ANN ARBOR, Michigan (JTA) – The school board in this city endorsed a resolution calling for a ceasefire in the Israel-Hamas war early Thursday morning, more than five hours after convening for a meeting was expected to be contentious.
The vote made Ann Arbor Public Schools one of the only school districts in the United States to adopt such a stance, three months after Hamas’ Oct. 7 attack on Israel ignited a war in Gaza and fierce debates in public bodies across the United States.

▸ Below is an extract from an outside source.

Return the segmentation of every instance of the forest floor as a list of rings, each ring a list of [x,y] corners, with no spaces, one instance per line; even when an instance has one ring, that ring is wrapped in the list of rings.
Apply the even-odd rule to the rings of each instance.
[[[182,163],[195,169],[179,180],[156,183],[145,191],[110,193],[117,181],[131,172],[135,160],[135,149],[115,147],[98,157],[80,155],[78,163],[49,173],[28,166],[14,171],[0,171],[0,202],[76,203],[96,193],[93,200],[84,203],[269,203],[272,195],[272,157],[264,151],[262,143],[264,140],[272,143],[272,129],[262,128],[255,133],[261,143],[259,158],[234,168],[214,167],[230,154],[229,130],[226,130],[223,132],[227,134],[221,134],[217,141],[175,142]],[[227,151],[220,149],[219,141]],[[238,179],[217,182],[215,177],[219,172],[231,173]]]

Several last-minute amendments tweaked the resolution’s language to note that the board has a “limited role in international affairs” and call for the “release of all hostages and unrestricted humanitarian aid at the levels recommended by the United Nations for the Palestinian people.” Another tweak condemned “discrimination against any individual based on personal background whether Israeli or Palestinian.”
The final version, after prodding from Jewish community members, also condemns both antisemitism and “anti-Jewish racism.”
The changes were enough to tilt the board to favor the resolution, which only three of the seven members had said before the meeting that they were committed to support. Four members backed the resolution, while one person voted against it, down from two who had said they planned to.
Two others abstained — a move that one board member said was not encouraged, but which another said was essential because the board was taking a stand on something outside its purview. Applause and cries of “Thank you” broke out in the high school auditorium after the motion passed.
“I’m very disappointed,” Eileen Freed, head of the Ann Arbor Jewish federation, told the Jewish Telegraphic Agency after the vote. “At the crux of it, it’s a political play. … The people who were pushing for this wanted to see the words ‘ceasefire.’ They were not focused on the needs of the students.”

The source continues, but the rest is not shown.